In this second debate, we had the possibility of asking, what about entitlement reform? What about that piece of this very large budget in this new financial situation? And when Senator McCain said we might not have the same benefits in the future that we have now, he was opening the beginnings of a dialogue. If he meant to say that, it was the most significant statement that was made in the entire debate about entitlements and about the budget.
BILL MOYERS: In this news cycle, this week’s debate is already old news. The last debate between these two men comes next week. What do you hope this debate might clarify that voters need to know before the election?
KATHLEEN HALL JAMIESON: I think that voters are very confused by the discussion in this debate about who will cut taxes for whom under their current plans. I think the debate needs to clarify the fact that Senator Obama has no plans to increase taxes on those couples making less than $250,000. I think the debate has confused people about Senator McCain’s healthcare plan.

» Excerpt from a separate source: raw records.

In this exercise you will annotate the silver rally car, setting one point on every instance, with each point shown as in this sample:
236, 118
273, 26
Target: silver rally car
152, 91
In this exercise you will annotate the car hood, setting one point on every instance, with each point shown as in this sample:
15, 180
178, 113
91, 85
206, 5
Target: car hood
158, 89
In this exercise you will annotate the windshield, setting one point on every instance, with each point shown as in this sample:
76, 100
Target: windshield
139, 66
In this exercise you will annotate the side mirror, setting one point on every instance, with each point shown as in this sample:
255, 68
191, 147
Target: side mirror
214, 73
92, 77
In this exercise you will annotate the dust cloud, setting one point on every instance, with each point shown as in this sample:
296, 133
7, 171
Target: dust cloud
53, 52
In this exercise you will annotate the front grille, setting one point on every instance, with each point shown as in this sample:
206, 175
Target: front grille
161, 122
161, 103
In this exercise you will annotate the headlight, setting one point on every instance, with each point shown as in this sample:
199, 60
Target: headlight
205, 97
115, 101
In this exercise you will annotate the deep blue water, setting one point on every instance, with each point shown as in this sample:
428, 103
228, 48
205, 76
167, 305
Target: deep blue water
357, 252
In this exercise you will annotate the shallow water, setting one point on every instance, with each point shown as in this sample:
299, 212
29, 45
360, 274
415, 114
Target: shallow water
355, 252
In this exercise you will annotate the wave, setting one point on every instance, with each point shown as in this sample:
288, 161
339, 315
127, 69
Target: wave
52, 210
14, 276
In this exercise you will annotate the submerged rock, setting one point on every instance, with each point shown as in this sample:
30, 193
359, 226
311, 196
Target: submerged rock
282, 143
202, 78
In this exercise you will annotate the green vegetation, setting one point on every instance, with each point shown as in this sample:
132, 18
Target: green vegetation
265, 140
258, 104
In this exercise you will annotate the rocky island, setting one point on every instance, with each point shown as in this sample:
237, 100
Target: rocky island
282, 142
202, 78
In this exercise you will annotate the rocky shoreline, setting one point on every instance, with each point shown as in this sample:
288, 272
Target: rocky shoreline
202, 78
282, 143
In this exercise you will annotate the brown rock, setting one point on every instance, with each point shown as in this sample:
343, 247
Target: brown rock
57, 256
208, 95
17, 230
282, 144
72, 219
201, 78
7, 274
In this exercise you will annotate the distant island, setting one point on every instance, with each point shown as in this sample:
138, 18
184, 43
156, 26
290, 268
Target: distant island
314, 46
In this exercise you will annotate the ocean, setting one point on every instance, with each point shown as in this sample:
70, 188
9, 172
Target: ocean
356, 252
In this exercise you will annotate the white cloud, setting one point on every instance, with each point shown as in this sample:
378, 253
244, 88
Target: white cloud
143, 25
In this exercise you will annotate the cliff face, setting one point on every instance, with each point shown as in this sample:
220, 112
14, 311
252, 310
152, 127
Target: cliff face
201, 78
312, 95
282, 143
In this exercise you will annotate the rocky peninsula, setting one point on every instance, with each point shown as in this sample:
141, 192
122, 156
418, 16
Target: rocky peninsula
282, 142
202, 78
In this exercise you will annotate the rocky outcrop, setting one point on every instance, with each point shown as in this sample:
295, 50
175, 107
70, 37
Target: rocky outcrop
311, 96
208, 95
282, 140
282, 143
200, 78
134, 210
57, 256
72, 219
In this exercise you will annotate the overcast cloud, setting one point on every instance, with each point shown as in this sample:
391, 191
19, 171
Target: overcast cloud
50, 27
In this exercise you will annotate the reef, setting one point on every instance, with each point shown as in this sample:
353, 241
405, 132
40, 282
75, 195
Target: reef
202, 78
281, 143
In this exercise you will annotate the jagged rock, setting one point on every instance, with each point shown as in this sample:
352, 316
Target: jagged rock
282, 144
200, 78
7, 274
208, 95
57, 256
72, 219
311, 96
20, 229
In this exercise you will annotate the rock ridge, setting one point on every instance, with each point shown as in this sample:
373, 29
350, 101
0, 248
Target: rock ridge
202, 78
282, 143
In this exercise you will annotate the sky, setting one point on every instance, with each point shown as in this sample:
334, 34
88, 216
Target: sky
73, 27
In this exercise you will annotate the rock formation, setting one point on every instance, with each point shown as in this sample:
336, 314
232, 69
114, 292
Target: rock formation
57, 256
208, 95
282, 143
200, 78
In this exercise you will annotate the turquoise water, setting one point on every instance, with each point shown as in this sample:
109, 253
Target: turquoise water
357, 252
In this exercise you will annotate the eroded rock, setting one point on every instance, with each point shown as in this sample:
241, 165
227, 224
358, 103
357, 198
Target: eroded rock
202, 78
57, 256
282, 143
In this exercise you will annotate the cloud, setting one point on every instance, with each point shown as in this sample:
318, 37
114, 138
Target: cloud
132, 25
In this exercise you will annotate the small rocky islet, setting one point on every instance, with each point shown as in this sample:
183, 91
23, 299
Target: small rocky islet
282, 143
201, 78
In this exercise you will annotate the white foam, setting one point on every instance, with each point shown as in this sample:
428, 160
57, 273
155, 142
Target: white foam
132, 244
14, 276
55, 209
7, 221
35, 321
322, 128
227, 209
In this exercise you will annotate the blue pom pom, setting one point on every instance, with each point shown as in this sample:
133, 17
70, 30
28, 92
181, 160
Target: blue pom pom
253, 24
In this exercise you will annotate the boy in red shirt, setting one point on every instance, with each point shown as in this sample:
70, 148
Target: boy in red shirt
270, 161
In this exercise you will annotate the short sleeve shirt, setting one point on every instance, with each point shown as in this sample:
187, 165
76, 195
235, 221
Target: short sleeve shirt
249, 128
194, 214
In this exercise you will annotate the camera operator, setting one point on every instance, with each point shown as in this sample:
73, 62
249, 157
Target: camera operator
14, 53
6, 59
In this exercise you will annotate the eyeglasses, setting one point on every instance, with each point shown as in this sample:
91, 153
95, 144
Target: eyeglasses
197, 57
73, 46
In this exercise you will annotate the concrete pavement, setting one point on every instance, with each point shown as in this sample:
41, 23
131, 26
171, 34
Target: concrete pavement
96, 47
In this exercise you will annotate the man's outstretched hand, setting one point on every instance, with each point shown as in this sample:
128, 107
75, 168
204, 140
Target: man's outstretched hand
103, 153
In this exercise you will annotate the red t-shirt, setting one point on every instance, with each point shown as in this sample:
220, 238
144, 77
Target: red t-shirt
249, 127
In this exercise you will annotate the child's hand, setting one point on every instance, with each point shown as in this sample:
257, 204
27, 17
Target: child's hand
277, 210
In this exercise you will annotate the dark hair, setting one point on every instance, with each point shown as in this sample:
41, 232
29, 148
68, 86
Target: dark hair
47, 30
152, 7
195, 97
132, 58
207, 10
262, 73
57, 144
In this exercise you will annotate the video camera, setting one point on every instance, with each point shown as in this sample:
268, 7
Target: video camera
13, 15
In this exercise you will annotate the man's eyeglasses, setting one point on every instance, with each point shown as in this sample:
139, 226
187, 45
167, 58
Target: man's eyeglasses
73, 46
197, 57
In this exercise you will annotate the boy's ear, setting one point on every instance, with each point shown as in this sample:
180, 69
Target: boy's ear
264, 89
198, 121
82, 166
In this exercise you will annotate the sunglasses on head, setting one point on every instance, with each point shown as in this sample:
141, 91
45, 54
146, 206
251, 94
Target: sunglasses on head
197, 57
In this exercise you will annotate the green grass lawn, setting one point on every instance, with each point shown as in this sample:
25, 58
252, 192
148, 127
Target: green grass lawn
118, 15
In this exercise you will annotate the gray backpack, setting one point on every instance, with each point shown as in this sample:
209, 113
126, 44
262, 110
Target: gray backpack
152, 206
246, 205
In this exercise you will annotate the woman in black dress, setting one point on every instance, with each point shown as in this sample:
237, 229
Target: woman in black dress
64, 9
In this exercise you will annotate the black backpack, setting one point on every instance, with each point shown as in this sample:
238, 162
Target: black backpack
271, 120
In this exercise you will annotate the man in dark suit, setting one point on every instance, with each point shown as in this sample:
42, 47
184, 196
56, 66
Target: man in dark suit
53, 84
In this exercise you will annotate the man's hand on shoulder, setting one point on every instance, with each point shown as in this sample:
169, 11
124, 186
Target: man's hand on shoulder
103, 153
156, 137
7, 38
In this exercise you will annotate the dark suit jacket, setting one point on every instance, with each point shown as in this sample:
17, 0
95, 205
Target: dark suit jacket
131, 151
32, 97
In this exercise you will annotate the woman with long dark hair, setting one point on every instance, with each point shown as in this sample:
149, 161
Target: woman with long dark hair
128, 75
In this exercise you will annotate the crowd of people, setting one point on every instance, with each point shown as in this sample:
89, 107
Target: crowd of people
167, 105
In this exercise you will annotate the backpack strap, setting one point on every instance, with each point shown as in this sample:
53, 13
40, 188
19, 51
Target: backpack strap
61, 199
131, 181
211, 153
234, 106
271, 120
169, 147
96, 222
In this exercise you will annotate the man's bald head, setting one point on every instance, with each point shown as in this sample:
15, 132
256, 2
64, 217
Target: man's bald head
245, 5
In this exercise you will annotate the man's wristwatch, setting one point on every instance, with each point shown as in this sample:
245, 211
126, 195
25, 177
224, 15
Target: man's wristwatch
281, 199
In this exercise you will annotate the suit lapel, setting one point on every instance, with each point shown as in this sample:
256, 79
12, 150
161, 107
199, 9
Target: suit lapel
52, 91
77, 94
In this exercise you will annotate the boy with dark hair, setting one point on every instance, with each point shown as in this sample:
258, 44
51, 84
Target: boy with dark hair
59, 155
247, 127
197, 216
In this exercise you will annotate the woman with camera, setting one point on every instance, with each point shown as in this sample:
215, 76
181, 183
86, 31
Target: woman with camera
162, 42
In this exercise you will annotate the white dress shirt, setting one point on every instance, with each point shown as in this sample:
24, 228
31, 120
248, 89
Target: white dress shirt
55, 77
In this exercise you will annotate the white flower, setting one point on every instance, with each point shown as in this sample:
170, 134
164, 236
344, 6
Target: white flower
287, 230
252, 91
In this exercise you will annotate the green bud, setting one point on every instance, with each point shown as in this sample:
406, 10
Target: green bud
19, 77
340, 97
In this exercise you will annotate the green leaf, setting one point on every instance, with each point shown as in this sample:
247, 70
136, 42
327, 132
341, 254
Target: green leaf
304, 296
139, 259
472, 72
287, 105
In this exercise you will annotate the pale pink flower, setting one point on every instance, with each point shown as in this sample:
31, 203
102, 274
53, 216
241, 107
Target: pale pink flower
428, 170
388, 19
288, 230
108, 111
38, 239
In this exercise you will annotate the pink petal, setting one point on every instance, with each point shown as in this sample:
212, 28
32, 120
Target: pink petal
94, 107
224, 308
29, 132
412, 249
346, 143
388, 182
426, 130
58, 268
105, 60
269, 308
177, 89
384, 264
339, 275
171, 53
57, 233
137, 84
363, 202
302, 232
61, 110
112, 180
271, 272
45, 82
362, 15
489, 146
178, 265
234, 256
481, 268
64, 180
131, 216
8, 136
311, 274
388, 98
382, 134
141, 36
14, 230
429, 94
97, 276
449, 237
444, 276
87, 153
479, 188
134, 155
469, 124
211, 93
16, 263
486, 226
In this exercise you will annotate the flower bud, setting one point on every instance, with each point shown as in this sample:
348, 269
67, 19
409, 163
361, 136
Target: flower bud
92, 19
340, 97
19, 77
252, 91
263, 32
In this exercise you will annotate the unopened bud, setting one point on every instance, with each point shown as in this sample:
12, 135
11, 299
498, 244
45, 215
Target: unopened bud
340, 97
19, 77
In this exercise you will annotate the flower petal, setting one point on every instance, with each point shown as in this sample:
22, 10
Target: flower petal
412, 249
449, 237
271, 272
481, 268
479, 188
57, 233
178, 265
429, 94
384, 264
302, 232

I think the debate needs to clarify that when he provides $5,000 to those in the fundable tax credit to those who currently have insurance, that will offset the fact that he is going to be taxing those benefits that you’re getting from your employers. I think the debate has the possibility to clarify what these candidates actually have on the table about Social Security, very important issue for a lot of people. And I think the debate has the possibility to clarify the basic impulses of these two candidates to engage in diplomacy or talk and stronger action under what kinds of circumstances.
BILL MOYERS: What’s the one question, the most important question you think Senator Obama should ask Senator McCain this week? And then vice versa.
KATHLEEN HALL JAMIESON:I think they should each ask each other the same question. And the question should be: In light of the unprecedented circumstances in which the country finds itself right now, read the headlines for the last week, what of your taxing and spending plans are you willing to change? And what are your priorities as you ask what will be preserved? But-
BILL MOYERS: They’ve done that, Kathleen. But-
KATHLEEN HALL JAMIESON: They’ve-
BILL MOYERS:-twice they’ve been asked that, and they won’t answer.
KATHLEEN HALL JAMIESON:Well-
BILL MOYERS:They run like a rabbit.
KATHLEEN HALL JAMIESON: The reason I think that they should ask the question again is because I believe that both of these candidates, either one if elected, is not going to be able to deliver the spending promise and is not going to be able to deliver the tax cutting that’s promised. And I think it’s important that they repeatedly be given the opportunity to answer that question.
Because, at some point, the American people need to hear that answer if we’re going to forecast governance effectively. And I think if the candidates were courageous, they would say, “And before you answer that question, I’m going to tell you my answer, because by telling you my answer, I’m going to assure you that this isn’t a trap so that when you answer, I come back and tell you about all the things I’m going to spend on because we don’t really have to do that under my administration.”
BILL MOYERS: The book is DIRTY POLITICS: DECEPTION, DISTRACTION, AND DEMOCRACY. And Kathleen Hall Jamieson, thank you for coming back again.
KATHLEEN HALL JAMIESON: You’re welcome.
BILL MOYERS: That’s it for the JOURNAL. I’m Bill Moyers. See you next time.
This transcript was entered on June 10, 2015.